To some people, the manner in which pluripotent stem cells would be obtained under the Castle/DeGette bill H.R. 810 - by using taxpayers' dollars to kill a human embryo - is secondary to the hope for cures that they represent to sick and injured patients.

To me and millions of other Americans, deliberately taking the lives of innocent human embryos is an unacceptable trade-off. Looking at these children today - it's easy to understand why this is an unacceptable choice. Maybe that's why many in the media didn't come to this news conference to show Americans these children who were adopted as embryos. Those who support H.R. 810 talk about the sick people, but not the embryos who might become children. I can not forget the young children with Juvenile Diabetes that I meet who rely upon insulin pumps and face daunting complications and shortened life spans. I also can not forget that every single embryo under a microscope might have been one of the children who danced at the news conference this morning, or grow up to be the next Einstein or Beethoven.

Luckily, we as a society don't face the Hobson's choice of pursuing pluripotent stem cell research or protecting the lives of embryos. We can do both. A number of different scientists have now proven what I have argued for the past five years. It is scientifically unnecessary to destroy human embryos to obtain pluripotent stem cells.
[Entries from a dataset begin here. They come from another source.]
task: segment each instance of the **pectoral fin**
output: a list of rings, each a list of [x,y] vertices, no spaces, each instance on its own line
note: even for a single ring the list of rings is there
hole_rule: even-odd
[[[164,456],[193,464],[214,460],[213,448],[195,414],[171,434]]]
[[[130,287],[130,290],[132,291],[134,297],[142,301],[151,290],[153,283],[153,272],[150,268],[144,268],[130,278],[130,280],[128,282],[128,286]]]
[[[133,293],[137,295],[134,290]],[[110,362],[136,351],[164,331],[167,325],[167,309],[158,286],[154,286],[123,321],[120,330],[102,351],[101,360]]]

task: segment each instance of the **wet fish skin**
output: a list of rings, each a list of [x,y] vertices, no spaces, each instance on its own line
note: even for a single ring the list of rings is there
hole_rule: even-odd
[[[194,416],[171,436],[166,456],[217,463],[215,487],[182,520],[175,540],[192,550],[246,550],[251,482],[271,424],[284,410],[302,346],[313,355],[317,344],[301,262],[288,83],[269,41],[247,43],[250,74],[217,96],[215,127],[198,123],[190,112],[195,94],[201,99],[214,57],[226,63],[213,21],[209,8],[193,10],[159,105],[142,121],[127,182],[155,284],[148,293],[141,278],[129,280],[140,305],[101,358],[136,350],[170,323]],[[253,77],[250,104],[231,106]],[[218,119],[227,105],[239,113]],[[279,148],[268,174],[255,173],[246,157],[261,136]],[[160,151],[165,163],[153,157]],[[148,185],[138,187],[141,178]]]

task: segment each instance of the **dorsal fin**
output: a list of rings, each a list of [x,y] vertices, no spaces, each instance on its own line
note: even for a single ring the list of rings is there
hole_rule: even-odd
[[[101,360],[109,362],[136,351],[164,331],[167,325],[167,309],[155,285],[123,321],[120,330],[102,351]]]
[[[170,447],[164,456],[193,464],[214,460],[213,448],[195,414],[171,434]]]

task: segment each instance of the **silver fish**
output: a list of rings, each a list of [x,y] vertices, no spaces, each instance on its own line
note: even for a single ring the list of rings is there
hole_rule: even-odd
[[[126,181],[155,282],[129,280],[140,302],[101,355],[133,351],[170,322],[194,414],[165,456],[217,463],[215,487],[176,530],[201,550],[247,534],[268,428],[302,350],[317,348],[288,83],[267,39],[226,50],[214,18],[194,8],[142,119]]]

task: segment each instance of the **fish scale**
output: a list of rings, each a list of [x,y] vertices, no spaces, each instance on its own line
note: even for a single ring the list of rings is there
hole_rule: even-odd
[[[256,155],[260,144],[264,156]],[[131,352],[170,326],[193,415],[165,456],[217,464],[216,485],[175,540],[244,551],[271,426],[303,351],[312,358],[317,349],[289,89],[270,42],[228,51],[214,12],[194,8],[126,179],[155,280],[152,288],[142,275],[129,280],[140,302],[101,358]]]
The Bartlett/Santorum bill (H.R. 5526/S.2754) represents common ground into promising ways the federal government can support pluripotent stem cell research without sacrificing life for medicine. Pluripotent stem cell research is a type that doesn't sacrifice life for medicine

The Bartlett/Santorum bill will amend the Public Health Service Act to require NIH to conduct and support basic and applied research to develop techniques for the isolation, derivation, production, or testing of stem cells that have pluripotent qualities.

President Bush will sign the Bartlett/Santorum bill into law because it meets his ethical standards for promoting pluripotent stem cell research without the creation of human embryos for research purposes or discarding, destroying, or knowingly harming a human embryo or fetus.

I am proud of President Bush's unwavering defense of the sancitity of life. I am grateful for his support and the support of my colleagues for ethical pluripotent stem cell research.

The Senate and House are expected to approve the Bartlett/Santorum bill today. President Bush will sign it.

Tonight, all Americans can celebrate and be proud that thanks to President Bush's support and leadership, the government of the United States will be leading the pursuit of ethical pluripotent stem cell research.